Intended for healthcare professionals


A national screening programme for diabetic retinopathy

BMJ 2001; 323 doi: (Published 07 July 2001) Cite this as: BMJ 2001;323:4

Needs to learn the lessons of existing screening programmes

  1. Ulrich Freudenstein (base{at}, locum consultant in public health medicine,
  2. Julia Verne (jverne{at}, consultant in public health medicine
  1. Wiltshire Health Authority, Devizes SN10 5EQ
  2. NHS Executive, Bristol BS34 8SR

    Retinopathy is the biggest single cause of blindness in the United Kingdom.1 Laser coagulation of high risk lesions detected by screening can significantly reduce the likelihood of blindness and deteriorating vision. 2 3 Screening for diabetic retinopathy has been available in some areas of the United Kingdom since the late 1980s, but access is uneven, screening techniques of differing effectiveness have been used, 3 4 quality assurance may not be an integral part, and the resources available are variable. A national screening programme has now been recommended, but several organisational issues need to be tackled if this programme is not to repeat the problems incurred by earlier national screening programmes.

    In 1999 the UK National Screening Committee asked the British Diabetic Association (now Diabetes UK) to convene an advisory panel to produce a model for a cost effective national screening programme. The panel's recommendations are now published on the national screening committee's website ( The preferred method for screening is digital retinal photography. This technology has secondary advantages of easy storage and retrieval of images, which facilitates quality assurance, training, and patient education. However, a baseline assessment of the current position in one English health region has identified some of the issues to be addressed before a comprehensive risk reduction programme can be introduced.

    The South West region of England has a population of around 4.9 million. Its eight health districts vary in size from 0.5 to one million people. Two districts currently screen for retinopathy using retinal photography, one of them using digital images. Both screen most patients in a general practice setting. Two more districts have partial population coverage, one by a hospital based retinal photography programme and the other by optometrist based retinal biomicroscopy. In the other districts opticians and general practitioners provide screening on a case by case basis or through individual practice based recall programmes.

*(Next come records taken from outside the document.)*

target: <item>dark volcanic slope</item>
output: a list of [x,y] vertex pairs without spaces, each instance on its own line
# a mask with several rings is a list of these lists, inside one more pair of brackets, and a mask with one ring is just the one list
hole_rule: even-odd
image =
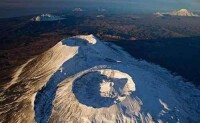
[[133,57],[161,65],[200,85],[200,37],[113,43]]

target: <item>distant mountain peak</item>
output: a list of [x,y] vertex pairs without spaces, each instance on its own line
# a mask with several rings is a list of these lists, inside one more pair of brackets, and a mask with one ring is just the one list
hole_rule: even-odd
[[157,12],[155,13],[157,16],[165,16],[165,15],[171,15],[171,16],[190,16],[190,17],[197,17],[199,15],[194,14],[193,12],[187,10],[187,9],[180,9],[178,11],[171,11],[171,12]]

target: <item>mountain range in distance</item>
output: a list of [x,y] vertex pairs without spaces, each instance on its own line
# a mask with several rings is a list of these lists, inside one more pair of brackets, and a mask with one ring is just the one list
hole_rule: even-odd
[[178,11],[171,11],[171,12],[156,12],[155,15],[157,16],[188,16],[188,17],[199,17],[198,14],[195,14],[187,9],[180,9]]

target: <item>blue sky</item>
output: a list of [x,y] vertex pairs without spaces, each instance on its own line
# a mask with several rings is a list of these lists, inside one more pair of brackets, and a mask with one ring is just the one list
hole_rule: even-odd
[[143,13],[186,8],[200,12],[200,0],[0,0],[0,18],[56,12],[74,7]]

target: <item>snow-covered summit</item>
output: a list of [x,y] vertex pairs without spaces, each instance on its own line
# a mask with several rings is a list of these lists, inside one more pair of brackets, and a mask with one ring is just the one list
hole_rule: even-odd
[[190,16],[190,17],[197,17],[199,15],[194,14],[193,12],[190,12],[187,9],[180,9],[178,11],[172,11],[172,12],[156,12],[155,15],[157,16],[164,16],[164,15],[171,15],[171,16]]
[[59,45],[63,50],[58,55],[68,57],[36,98],[36,121],[200,120],[200,91],[167,70],[137,61],[121,48],[93,35],[64,39]]
[[63,19],[65,18],[55,16],[52,14],[42,14],[42,15],[32,18],[31,20],[32,21],[58,21],[58,20],[63,20]]
[[1,93],[2,122],[200,121],[200,90],[93,35],[63,39],[13,78]]

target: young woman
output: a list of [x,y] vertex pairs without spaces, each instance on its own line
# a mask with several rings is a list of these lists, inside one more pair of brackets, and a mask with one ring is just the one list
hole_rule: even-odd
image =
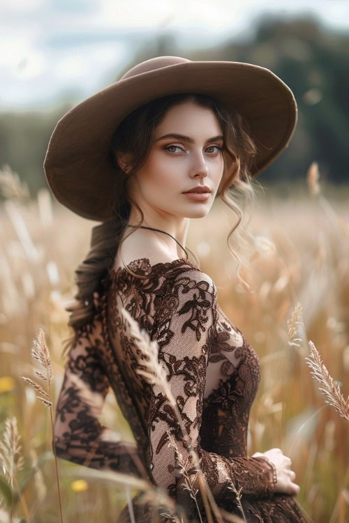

    An accurate list of diabetics is essential to planning a screening service. Both district wide screening programmes using retinal photography observed a rise of a third in the number of recorded diabetic patients after the introduction of a central recall register. This was probably due to previously incomplete practice registers. The effect of under-recording will need to be taken into account where district wide registers have not yet been established.

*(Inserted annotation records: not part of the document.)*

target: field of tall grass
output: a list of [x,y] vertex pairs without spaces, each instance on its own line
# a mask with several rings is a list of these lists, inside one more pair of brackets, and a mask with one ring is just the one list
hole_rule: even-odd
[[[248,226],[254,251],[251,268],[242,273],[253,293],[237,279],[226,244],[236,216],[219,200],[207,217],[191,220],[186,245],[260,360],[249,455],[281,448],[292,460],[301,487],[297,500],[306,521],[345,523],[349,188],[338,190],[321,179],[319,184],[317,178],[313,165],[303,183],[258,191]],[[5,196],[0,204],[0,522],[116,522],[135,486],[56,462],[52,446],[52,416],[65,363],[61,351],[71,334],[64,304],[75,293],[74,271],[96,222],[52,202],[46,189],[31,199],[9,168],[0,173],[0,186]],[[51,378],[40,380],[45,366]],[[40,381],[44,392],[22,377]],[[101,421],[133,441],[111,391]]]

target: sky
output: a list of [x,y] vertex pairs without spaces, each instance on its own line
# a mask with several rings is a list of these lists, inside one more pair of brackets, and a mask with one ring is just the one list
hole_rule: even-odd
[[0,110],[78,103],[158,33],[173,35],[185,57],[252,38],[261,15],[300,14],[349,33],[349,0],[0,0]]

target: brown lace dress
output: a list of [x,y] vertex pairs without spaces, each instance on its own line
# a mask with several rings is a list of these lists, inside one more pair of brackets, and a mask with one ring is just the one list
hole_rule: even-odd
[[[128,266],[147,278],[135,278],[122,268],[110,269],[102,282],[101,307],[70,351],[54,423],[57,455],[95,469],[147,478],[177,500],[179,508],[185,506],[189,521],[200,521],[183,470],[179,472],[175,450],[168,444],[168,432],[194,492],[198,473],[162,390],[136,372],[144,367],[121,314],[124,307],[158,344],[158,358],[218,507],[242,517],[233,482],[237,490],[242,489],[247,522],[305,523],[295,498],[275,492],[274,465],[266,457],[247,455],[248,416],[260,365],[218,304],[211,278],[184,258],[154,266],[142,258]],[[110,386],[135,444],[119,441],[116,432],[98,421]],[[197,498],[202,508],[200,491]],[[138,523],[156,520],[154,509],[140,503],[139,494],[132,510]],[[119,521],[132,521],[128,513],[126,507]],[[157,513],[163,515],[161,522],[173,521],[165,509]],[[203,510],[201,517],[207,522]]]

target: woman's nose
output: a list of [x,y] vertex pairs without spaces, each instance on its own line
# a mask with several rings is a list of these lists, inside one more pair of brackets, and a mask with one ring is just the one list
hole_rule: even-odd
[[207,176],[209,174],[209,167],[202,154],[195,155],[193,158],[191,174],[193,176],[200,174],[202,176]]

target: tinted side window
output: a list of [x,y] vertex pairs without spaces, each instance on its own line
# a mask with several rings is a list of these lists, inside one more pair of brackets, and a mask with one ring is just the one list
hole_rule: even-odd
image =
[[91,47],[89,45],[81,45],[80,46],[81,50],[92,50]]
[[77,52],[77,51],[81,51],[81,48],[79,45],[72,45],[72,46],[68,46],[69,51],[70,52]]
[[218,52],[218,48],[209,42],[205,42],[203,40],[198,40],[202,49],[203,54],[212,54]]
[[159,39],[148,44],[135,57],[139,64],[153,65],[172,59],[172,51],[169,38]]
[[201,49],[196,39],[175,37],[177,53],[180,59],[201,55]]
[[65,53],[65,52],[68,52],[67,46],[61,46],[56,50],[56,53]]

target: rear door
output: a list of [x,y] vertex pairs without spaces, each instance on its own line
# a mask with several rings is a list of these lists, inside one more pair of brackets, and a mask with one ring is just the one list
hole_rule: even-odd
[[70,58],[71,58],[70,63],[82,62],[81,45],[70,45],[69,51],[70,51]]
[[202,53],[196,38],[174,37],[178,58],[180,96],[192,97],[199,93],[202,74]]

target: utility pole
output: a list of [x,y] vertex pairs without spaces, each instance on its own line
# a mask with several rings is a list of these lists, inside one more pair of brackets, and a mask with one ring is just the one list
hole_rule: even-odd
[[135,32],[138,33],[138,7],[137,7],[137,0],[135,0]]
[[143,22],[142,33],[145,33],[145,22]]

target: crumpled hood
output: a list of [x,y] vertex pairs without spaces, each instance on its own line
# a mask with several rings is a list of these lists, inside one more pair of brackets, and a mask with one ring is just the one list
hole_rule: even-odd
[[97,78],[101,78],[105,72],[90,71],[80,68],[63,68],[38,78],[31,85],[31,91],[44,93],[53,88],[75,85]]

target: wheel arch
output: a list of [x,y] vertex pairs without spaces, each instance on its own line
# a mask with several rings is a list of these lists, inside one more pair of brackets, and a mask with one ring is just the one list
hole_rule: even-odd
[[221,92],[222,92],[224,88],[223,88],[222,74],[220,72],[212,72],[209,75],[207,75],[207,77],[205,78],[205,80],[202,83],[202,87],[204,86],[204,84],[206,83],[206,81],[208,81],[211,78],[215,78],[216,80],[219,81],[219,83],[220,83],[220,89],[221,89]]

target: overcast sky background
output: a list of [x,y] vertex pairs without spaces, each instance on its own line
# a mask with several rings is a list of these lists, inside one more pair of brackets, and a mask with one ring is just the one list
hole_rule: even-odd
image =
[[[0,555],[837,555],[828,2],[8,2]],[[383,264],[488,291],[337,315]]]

    Screening by retinal photography requires trained non-medical staff. There is presently no system for accreditation, so a national training infrastructure will be needed to provide accredited training. Screeners will also need a career structure, for example in quality control or programme management if the recruitment and retention problems experienced by the cervical cytology screening programme are not to be repeated.5 Additional roles for screeners might include communication of results to patients and patient education, because alerting patients to the development of retinal changes may help to improve their efforts at glycaemic and blood pressure control. This would, however, reduce the number of screening examinations per session. Extrapolating from a district programmes where screeners conduct little patient education, we estimate that 21 full time screeners would be needed for the whole region to deliver a retinal photography screening programme with annual patient review. This figure rises to 30 if the screeners were also to provide patient education.

    The introduction of a national programme will, at least in the first rounds, significantly increase ophthalmology workloads. None of the departments of ophthalmology in the region could provide data on workload generated by diabetic patients, though two were currently auditing that workload. The lack of information extends also to the management of cataracts detected at screening. Two programmes in the South West (an optometrist based service in its 5th biennial screening round and retinal photography service in its 3rd round) referred 8% and 6.2% respectively of those screened to ophthalmologists. Both refer 4% for retinopathy. The additional patients are largely referred for cataracts, and the higher rate resulted from a decision to refer all patients with cataracts. National criteria for referral of screen detected cataracts are needed.

    Users and commissioners need to be reassured about the quality of screening and treatment of patients. The advisory panel has made recommendations on potential quality criteria, but the success of quality assurance depends on the method of screening used. Though indirect slit lamp examination of the retina is as good as retinal photography when provided by skilled staff, quality assurance would require repeated examination of at least a sample of patients. Moreover, the small numbers of patients per examiner would limit interpretation. In contrast, retinal photography can be stored, electronically transmitted, and reviewed, and numbers per screener are large.

    The advisory panel has made a strong case for introducing a national risk reduction programme for diabetic retinopathy. Careful planning is required to ensure that lessons are learnt from existing programmes, particularly about workforce issues, quality assurance, and impact on secondary services. The programme must also be linked to overall management for diabetic patients.